It's precisely for this reason that I sent my parents the URL when I started this blog.
Apart from certain ex-girlfriends, I think my worst-case readership scenario already exists.
I am starting to believe that I personally provide a large fraction of Home Depot's revenue stream. Whenever I'm in Home Depot to buy something simple (like sandpaper) I suddenly think of another small improvement or repair that I could carry out in five minutes. For example: caulking the crack in the fireplace wall. Or gluing the kitchen tabletop panel back down. Or replacing an ethernet wire with a plugin so we can use variable lengths of cable.
So I buy the supplies I need for that. Then I come home, put the bag of supplies on a shelf in the basement, next to 1,000 identical bags each containing a small quantity of home improvement supplies. I take the sandpaper (or whatever it was I went to Home Depot to buy in the first place) and use a 3" by 3" square to sand the one thing in the house that needs sanding. And then I repeat the whole process a week later.
Yesterday I decided to actually execute a few of these projects. In the process, I learned several valuable things about caulk:
That was about it from the Caulking project. I am pleased to report that the draft coming from the crack between the masonry wall and the wood wall is greatly reduced. I have now discovered that the primary source of the draft was the crack between the concrete/asbestos tile floor and the masonry wall. This crack is too big to caulk (I know: I tried), so I will have to jam some weatherstripping into it before caulking. And buy another tube of caulk. And perhaps another caulk gun -- though I think I got enough of the caulk off the moving parts.
And then there was the project that I was actually buying parts for -- repairing the humidifier duct. There are two furnaces in our house, one for upstairs and one for downstairs. The upstairs furnace has a humidifier, controlled by a humidistat, and it routes hot dry air through the humidifier before blowing it upstairs. Unfortunately the duct between the humidifier and the main vent is an old vinyl piece of crap, and therefore it fell off sometime during the summer.
Several months ago, I went to Home Depot to buy a replacement duct. 4" vinyl duct, 20 feet long. Great. Thanks. That and these clamps, caulk, caulk gun.
I brought it home.
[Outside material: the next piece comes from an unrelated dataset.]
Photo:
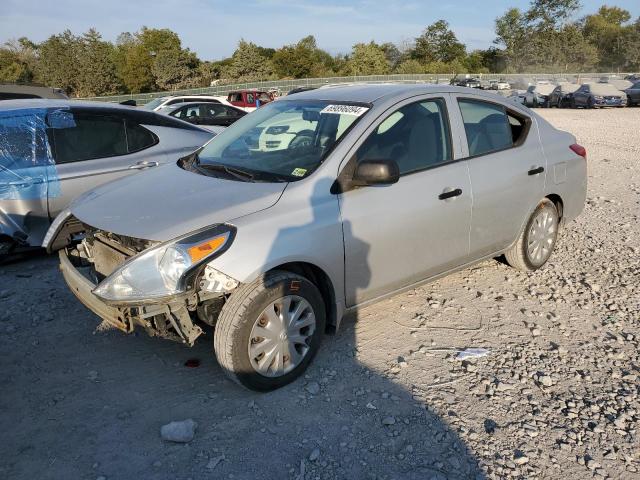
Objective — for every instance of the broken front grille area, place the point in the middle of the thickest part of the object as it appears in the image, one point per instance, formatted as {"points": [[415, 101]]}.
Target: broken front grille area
{"points": [[108, 251]]}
Too small.
Thursday I went to Home Depot to exchange the 4" duct for a 5" duct. 5" aluminum duct, 10 feet long. Probably long enough. Thanks. That and this caulk, these boxes, these ethernet jacks. Thanks.
This morning I got up early to go replace the duct, while my wife and our daughter slept upstairs. Then I started reading back articles of instapundit. Bad idea: after an hour of that, my wife called me upstairs: "Are you done with the duct yet?"
No.
"The baby hasn't slept the entire time. You take her and let me get some sleep."
So we went downstairs, the baby, me, and my 5" duct. You know what happens next, right?
Too small.
Apparently that's a 6" duct. But that's OK -- that's what duct tape is for.